2. Characters have androgynous names. A girl named Sam or Kyle or Devin. A guy named Stacy or Robin or Sydney. Anyone named Taylor, Casey, or Jamie. Sure, they’re perfectly lovely names. But they don’t work in scripts. Remember that the reader won’t be paying as much attention to your characters as you did, and if they’re reading multiple scripts a day (which they are), they could and will miss the character’s gender in your initial character description. You can still come up with unique, memorable names without confusing the reader.
3. Character names begin with the same letter, and/or look similar on the page. Sam, Sarah, Shari, Shannon: Sure, these might be completely different characters in your mind, but they’re really difficult to grasp for someone who might have to pick up and put down your script multiple times, and isn’t as invested in the characters as you are. Also, whether you’re using Final Draft or any other screenwriting program, you’re giving yourself an extra step every time the autofill feature tries to complete that character’s name! This tiny fix will make a big difference in the reader’s experience.
4. The scene begins at the very beginning of the exchange, rather than the middle. Yes, many conversations begin like this in real life. But on the page, it’s crushingly dull. Instead, enter the scene mid-conflict by jumping in as late as possible (without being confusing). Then, make sure to exit the scene before it’s all wrapped up neatly. This leaves some tension to push the reader into your next scene.

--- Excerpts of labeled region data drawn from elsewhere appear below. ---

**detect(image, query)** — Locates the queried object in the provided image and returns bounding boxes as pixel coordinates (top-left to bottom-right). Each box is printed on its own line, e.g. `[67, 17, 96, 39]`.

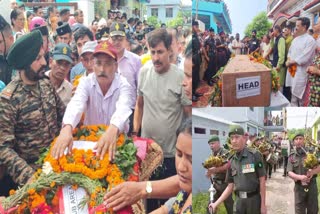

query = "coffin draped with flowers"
[0, 125, 163, 214]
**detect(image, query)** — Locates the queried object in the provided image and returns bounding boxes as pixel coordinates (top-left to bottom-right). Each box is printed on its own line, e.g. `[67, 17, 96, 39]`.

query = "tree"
[244, 12, 272, 39]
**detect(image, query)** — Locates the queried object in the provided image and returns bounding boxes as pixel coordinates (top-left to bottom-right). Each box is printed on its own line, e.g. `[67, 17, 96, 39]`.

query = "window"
[151, 8, 158, 16]
[194, 127, 206, 134]
[210, 129, 219, 135]
[166, 8, 173, 18]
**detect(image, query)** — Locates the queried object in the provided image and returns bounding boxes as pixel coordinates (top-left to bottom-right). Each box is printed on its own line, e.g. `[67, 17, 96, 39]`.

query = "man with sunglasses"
[110, 22, 141, 135]
[0, 15, 14, 85]
[0, 30, 65, 194]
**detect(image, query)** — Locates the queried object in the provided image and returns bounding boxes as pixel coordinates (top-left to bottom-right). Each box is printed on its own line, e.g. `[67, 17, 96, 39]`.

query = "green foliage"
[147, 16, 161, 28]
[192, 193, 227, 214]
[167, 11, 184, 28]
[115, 139, 137, 179]
[94, 0, 107, 17]
[244, 12, 272, 39]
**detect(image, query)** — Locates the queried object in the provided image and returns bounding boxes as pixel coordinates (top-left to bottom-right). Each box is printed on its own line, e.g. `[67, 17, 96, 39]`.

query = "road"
[266, 168, 294, 214]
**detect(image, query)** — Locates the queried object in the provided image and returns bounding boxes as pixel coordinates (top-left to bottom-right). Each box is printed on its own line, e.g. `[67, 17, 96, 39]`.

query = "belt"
[235, 190, 259, 198]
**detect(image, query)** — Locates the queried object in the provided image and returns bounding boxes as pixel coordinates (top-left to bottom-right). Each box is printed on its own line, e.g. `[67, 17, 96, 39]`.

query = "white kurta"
[286, 33, 316, 99]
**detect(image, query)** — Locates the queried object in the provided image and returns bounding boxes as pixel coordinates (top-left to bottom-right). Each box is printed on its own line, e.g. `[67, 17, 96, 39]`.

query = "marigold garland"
[3, 125, 139, 213]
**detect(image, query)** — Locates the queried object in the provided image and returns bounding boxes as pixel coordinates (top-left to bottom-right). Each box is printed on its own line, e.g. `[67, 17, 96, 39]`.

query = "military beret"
[192, 20, 199, 26]
[56, 22, 71, 36]
[229, 125, 244, 137]
[292, 131, 304, 140]
[7, 30, 43, 69]
[109, 22, 126, 36]
[208, 135, 220, 144]
[32, 24, 49, 36]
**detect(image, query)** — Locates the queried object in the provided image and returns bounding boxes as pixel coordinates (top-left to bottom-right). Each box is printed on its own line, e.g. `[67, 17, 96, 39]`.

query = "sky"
[287, 107, 320, 129]
[224, 0, 268, 39]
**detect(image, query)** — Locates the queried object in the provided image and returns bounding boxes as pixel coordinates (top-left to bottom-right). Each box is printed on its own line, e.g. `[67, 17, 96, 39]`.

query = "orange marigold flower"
[9, 189, 16, 195]
[28, 189, 36, 195]
[50, 181, 56, 188]
[72, 184, 78, 190]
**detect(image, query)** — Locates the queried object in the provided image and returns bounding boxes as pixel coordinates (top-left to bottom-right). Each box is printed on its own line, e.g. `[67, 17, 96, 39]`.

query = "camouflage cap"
[292, 131, 304, 140]
[229, 125, 244, 137]
[109, 22, 126, 37]
[208, 135, 220, 144]
[7, 30, 43, 70]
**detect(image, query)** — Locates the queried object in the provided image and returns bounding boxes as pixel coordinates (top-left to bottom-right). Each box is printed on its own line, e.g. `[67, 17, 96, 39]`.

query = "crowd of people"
[0, 1, 192, 213]
[192, 17, 320, 106]
[206, 125, 320, 214]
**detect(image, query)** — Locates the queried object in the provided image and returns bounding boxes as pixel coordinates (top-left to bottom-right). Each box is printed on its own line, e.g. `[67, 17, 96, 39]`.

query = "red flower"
[117, 206, 133, 214]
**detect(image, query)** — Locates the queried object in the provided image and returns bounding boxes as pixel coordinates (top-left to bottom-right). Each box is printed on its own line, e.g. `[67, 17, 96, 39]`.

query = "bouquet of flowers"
[0, 125, 139, 214]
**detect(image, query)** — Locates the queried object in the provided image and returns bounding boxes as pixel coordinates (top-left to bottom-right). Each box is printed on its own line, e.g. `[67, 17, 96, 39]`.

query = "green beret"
[292, 131, 304, 140]
[229, 125, 244, 137]
[208, 135, 220, 143]
[7, 30, 42, 69]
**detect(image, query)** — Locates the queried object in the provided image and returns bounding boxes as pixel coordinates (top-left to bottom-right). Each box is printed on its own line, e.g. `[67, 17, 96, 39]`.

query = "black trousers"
[147, 158, 177, 213]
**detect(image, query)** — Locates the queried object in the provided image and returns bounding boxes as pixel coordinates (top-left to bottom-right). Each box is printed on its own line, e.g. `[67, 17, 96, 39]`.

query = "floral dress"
[308, 53, 320, 106]
[169, 190, 192, 214]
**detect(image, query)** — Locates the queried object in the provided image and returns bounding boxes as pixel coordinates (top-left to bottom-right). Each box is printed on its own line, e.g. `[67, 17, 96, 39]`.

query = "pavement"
[266, 168, 294, 214]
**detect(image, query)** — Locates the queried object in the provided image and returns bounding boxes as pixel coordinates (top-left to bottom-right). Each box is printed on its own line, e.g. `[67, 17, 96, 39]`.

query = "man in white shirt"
[110, 22, 141, 135]
[232, 33, 241, 55]
[286, 17, 316, 106]
[133, 29, 191, 213]
[52, 41, 133, 160]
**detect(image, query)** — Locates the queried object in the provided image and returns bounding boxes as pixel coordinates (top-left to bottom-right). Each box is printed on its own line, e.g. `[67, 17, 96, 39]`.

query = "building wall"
[192, 115, 234, 194]
[0, 0, 11, 24]
[145, 0, 181, 23]
[285, 0, 313, 25]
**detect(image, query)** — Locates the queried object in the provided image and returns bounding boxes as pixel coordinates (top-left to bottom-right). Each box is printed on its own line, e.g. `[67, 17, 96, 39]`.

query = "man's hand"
[260, 205, 267, 214]
[103, 182, 146, 211]
[209, 203, 218, 213]
[206, 167, 217, 178]
[307, 66, 319, 75]
[51, 125, 73, 159]
[300, 175, 310, 183]
[94, 124, 119, 161]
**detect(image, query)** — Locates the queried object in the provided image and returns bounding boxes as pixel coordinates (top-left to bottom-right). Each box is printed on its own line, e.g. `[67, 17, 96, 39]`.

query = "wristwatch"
[146, 181, 152, 198]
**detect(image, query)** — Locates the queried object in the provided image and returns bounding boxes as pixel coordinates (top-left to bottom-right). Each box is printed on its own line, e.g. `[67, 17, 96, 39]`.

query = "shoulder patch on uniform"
[0, 81, 18, 100]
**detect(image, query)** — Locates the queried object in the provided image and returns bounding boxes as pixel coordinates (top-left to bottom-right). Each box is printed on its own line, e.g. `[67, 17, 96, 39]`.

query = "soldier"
[288, 132, 319, 214]
[56, 22, 73, 45]
[248, 30, 260, 54]
[192, 20, 202, 102]
[46, 43, 72, 105]
[209, 125, 267, 214]
[0, 31, 65, 195]
[206, 135, 233, 214]
[203, 28, 217, 86]
[0, 15, 14, 84]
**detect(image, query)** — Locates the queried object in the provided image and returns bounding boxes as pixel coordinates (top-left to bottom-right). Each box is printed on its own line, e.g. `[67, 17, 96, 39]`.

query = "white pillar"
[71, 0, 94, 27]
[0, 0, 11, 25]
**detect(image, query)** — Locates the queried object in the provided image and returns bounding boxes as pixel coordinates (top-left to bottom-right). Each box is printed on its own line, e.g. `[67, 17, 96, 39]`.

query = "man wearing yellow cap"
[0, 31, 65, 196]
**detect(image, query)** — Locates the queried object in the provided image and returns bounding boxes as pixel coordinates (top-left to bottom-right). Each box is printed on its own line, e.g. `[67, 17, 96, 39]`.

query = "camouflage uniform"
[0, 75, 65, 184]
[227, 147, 266, 214]
[212, 148, 233, 214]
[288, 148, 319, 214]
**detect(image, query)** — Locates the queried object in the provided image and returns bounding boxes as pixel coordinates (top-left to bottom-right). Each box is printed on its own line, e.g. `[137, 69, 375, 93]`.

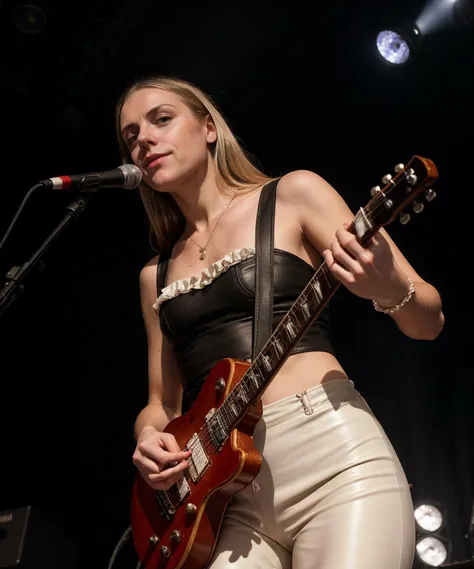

5. Typo. If you have the most amazing story in the world, of course a few typos won’t make a difference. But when we see typos right on the first page, it doesn’t give us a lot of confidence that we’re in good hands, or that you’re submitting your best work. If you’re not adept at, say, recognizing the difference between “your” and “you’re,” consider using a script proofreading service (or an eagle-eyed friend).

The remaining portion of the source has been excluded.